Enhanced Primary Care Plan (EPC) or Chronic Disease Management Plan
An Enhanced Primary Care Plan (Also known as Chronic Disease Management Plan) is a referral given by a GP, and usually comprise a team care arrangement with at least one other health professional. These provide a rebate of $52.95 per session for up to 5 allied-health sessions per calendar year at the discretion of your GP. Letters will be sent following the first and last of the allocated sessions. These can be claimed via online claiming through Medicare or at your local Medicare office.
Autism Care Plans:
Children who are referred from a paediatrician for investigation or treatment associated with possible/confirmed autism spectrum disorder are eligible for up to 20 allied health sessions, with a rebate of $70.65 per session, over the child’s lifetime to assist with the diagnostic/therapeutic process. This care plan can only be used at the discretion of your child’s paediatrician. This care plan is independent of other care plans and funding packages.
Private Health Funds:
Depending on your private health policy, you may be entitled to receive rebates from your private health fund for allied health sessions. The amount and frequency of rebates available varies between funds so check with your private health fund to see if they cover Occupational Therapy. Collaborative Partnerships uses HICAPS and is able to process your claim for almost all health funds on the spot.
CAETAI and MASS:
The Medical Aids Subsidy Scheme (MASS) is the federal governments funding initiative to support the purchase of mobility and living aides. CAETAI (Community Aides Equipment and Assistive Technology Initiative) is more specific to equipment to help children with disabilities access the community and covers modified bikes, other mobility aids and assistive technology. This funding is $10000 every 3 years for eligable clients. To qualify for this funding, the child must be registered with the Department of Communities, Cild Safety and Disability Services and have a BIS number. The funding is all-inclusive and covers all the assessments to prescribe the equipment, the equipment trial and delivery
Parent connect are a community organisation that can support children with special needs. In some cases, they may be able to provide funding to parents of children with complex care needs requiring comprehensive assessment. They may be contacted by phone at (07) 4759 2037. Please also see for more information.
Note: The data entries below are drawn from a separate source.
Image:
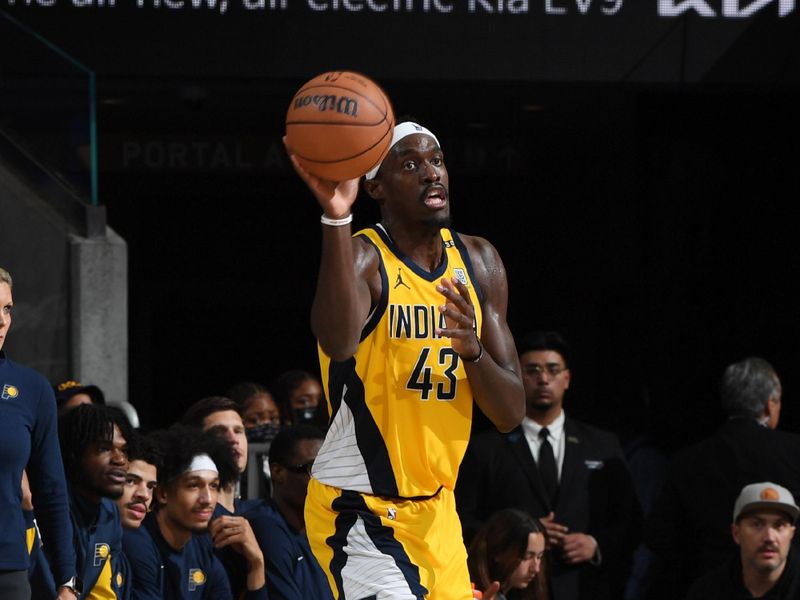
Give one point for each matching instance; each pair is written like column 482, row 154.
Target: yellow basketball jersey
column 401, row 408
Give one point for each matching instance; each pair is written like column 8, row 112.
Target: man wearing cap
column 410, row 317
column 169, row 555
column 764, row 518
column 707, row 477
column 70, row 394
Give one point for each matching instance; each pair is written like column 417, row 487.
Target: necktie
column 547, row 465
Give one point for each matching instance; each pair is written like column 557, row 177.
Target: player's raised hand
column 335, row 197
column 459, row 314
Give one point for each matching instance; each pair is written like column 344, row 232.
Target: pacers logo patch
column 101, row 552
column 196, row 578
column 460, row 275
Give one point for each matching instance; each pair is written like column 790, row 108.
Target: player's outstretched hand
column 335, row 197
column 459, row 314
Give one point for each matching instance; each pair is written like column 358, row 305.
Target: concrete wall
column 70, row 292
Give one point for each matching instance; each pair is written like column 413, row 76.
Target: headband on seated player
column 202, row 462
column 400, row 131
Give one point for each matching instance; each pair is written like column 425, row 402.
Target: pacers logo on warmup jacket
column 101, row 552
column 196, row 578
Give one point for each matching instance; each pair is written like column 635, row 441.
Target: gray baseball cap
column 765, row 495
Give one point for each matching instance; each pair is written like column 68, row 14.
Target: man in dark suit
column 705, row 479
column 570, row 475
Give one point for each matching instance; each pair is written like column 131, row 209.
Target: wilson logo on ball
column 339, row 125
column 341, row 104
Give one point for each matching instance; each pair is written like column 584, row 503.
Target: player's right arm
column 343, row 298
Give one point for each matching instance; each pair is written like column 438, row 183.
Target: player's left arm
column 490, row 357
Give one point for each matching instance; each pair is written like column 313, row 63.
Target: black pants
column 14, row 585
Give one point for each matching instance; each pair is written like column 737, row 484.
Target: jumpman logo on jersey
column 399, row 281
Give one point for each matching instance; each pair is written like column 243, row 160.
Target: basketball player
column 411, row 323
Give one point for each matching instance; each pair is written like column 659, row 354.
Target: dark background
column 638, row 176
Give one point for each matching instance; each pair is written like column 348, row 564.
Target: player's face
column 189, row 502
column 230, row 425
column 413, row 182
column 545, row 379
column 137, row 493
column 104, row 467
column 530, row 564
column 260, row 411
column 764, row 537
column 6, row 302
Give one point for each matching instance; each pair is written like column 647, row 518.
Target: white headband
column 402, row 130
column 202, row 462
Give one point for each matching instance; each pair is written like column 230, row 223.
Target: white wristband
column 477, row 358
column 336, row 222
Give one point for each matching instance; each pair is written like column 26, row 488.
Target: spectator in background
column 94, row 440
column 70, row 394
column 262, row 422
column 257, row 406
column 765, row 566
column 707, row 477
column 28, row 439
column 221, row 417
column 568, row 474
column 300, row 398
column 140, row 481
column 506, row 557
column 170, row 558
column 293, row 572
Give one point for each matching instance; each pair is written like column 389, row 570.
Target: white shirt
column 555, row 435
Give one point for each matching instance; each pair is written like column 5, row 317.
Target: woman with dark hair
column 300, row 398
column 508, row 553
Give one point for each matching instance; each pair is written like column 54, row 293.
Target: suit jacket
column 689, row 527
column 595, row 496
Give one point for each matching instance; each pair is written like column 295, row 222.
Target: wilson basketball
column 339, row 125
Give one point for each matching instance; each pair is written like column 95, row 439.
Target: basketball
column 339, row 125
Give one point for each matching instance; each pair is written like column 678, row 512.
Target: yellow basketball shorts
column 387, row 549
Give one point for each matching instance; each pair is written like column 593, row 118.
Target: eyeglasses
column 552, row 369
column 304, row 469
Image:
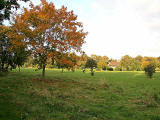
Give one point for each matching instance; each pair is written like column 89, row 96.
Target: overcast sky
column 118, row 27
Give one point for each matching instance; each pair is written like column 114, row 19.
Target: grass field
column 78, row 96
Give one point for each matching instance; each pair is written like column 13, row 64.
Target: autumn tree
column 47, row 30
column 126, row 62
column 91, row 63
column 6, row 8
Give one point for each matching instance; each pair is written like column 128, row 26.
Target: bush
column 118, row 69
column 104, row 68
column 110, row 69
column 149, row 70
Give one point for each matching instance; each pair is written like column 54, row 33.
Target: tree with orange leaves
column 46, row 31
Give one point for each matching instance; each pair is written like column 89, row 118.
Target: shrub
column 104, row 68
column 110, row 69
column 118, row 69
column 149, row 70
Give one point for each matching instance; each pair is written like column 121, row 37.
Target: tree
column 5, row 8
column 126, row 62
column 47, row 31
column 10, row 55
column 149, row 70
column 91, row 63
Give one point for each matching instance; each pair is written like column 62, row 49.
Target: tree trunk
column 43, row 71
column 19, row 69
column 92, row 72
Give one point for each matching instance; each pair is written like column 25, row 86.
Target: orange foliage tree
column 47, row 30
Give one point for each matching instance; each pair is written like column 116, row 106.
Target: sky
column 117, row 27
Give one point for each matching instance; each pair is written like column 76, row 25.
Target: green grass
column 78, row 96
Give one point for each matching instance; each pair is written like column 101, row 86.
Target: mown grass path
column 78, row 96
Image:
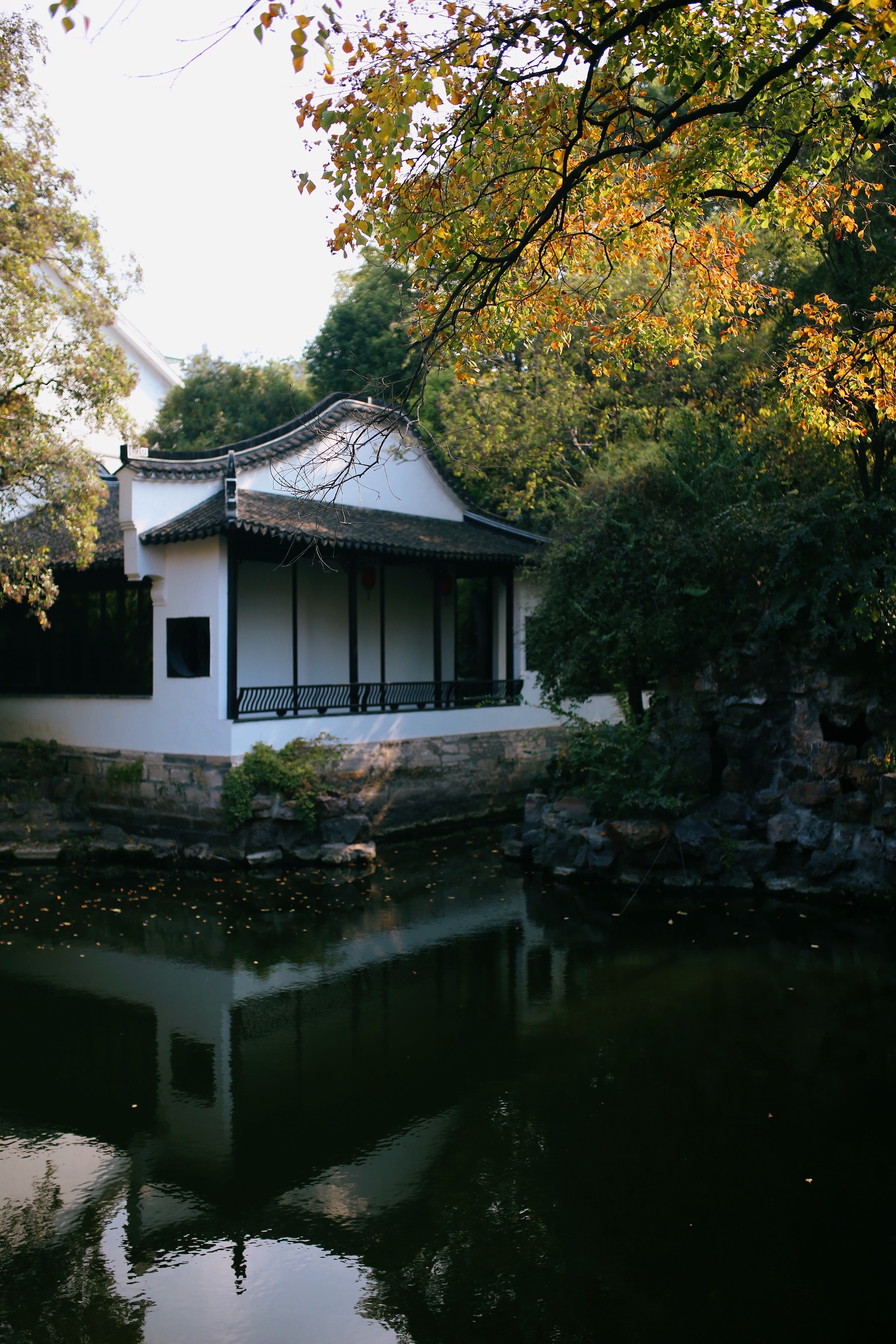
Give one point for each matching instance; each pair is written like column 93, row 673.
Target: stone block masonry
column 430, row 781
column 109, row 805
column 791, row 768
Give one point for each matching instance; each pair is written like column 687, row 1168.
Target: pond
column 440, row 1104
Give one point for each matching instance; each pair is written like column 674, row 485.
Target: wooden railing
column 371, row 697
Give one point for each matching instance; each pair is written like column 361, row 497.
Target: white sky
column 194, row 175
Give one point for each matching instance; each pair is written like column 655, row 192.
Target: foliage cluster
column 680, row 553
column 543, row 168
column 616, row 768
column 294, row 772
column 224, row 402
column 127, row 775
column 363, row 344
column 58, row 373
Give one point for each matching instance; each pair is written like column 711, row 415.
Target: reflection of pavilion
column 322, row 1086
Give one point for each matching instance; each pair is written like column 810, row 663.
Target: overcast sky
column 194, row 175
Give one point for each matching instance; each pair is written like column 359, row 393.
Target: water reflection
column 440, row 1106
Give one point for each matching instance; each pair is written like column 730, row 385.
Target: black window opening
column 98, row 640
column 189, row 645
column 473, row 644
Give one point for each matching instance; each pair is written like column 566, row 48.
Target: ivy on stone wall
column 296, row 772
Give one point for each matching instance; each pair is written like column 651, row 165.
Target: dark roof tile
column 357, row 529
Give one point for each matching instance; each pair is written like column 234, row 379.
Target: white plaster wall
column 183, row 714
column 323, row 624
column 402, row 482
column 402, row 726
column 143, row 504
column 264, row 625
column 369, row 630
column 186, row 710
column 409, row 624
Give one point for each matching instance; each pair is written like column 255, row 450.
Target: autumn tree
column 60, row 377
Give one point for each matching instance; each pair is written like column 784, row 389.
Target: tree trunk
column 636, row 698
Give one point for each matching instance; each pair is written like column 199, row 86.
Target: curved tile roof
column 277, row 442
column 342, row 527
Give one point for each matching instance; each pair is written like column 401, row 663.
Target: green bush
column 121, row 776
column 293, row 772
column 617, row 768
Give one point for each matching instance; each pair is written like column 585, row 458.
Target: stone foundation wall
column 76, row 796
column 793, row 772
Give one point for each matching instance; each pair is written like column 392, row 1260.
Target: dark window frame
column 189, row 647
column 100, row 639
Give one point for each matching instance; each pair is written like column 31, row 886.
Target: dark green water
column 441, row 1105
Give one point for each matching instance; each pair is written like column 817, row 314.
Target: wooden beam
column 233, row 581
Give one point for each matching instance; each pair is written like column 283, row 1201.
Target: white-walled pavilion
column 323, row 576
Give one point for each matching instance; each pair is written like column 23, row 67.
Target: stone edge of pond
column 735, row 843
column 172, row 854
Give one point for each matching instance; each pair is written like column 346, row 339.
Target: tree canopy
column 224, row 401
column 363, row 344
column 546, row 167
column 60, row 377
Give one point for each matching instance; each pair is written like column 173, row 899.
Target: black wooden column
column 383, row 633
column 233, row 580
column 508, row 627
column 352, row 632
column 294, row 639
column 437, row 635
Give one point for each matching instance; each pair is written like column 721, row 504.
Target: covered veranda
column 351, row 610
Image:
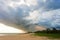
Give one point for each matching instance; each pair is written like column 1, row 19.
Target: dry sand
column 23, row 37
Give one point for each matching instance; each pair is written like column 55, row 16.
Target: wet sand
column 23, row 37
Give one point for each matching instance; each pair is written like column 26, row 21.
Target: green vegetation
column 48, row 33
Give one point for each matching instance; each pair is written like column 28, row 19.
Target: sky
column 27, row 12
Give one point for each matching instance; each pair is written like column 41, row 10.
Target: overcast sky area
column 27, row 12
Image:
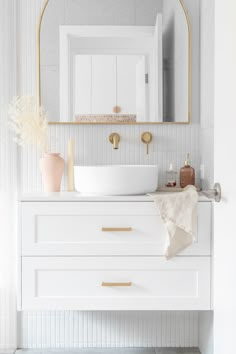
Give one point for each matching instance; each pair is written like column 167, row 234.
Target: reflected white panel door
column 82, row 85
column 225, row 172
column 126, row 83
column 103, row 84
Bulk Billing and Payment Plans:
Collaborative Partnerships is able to offer bulk billed therapy sessions to a limited number of clients. Bulk billing is only available to Healthcare Card holders who are also have a EPC/CDMP or ASD Care plan, and waitlists apply. For assessments of children with complex care needs, we recommend you explore the Parent Connect option noted above.
Ask about group options, as these may help make ongoing therapy more accessible for some families.
Please note: Collaborative Partnerships and its directors, owners and shareholders accept no responsibility for the accuracy of the general information contained within this page. Parents should consult with their GP or child health professional before acting on any of these options.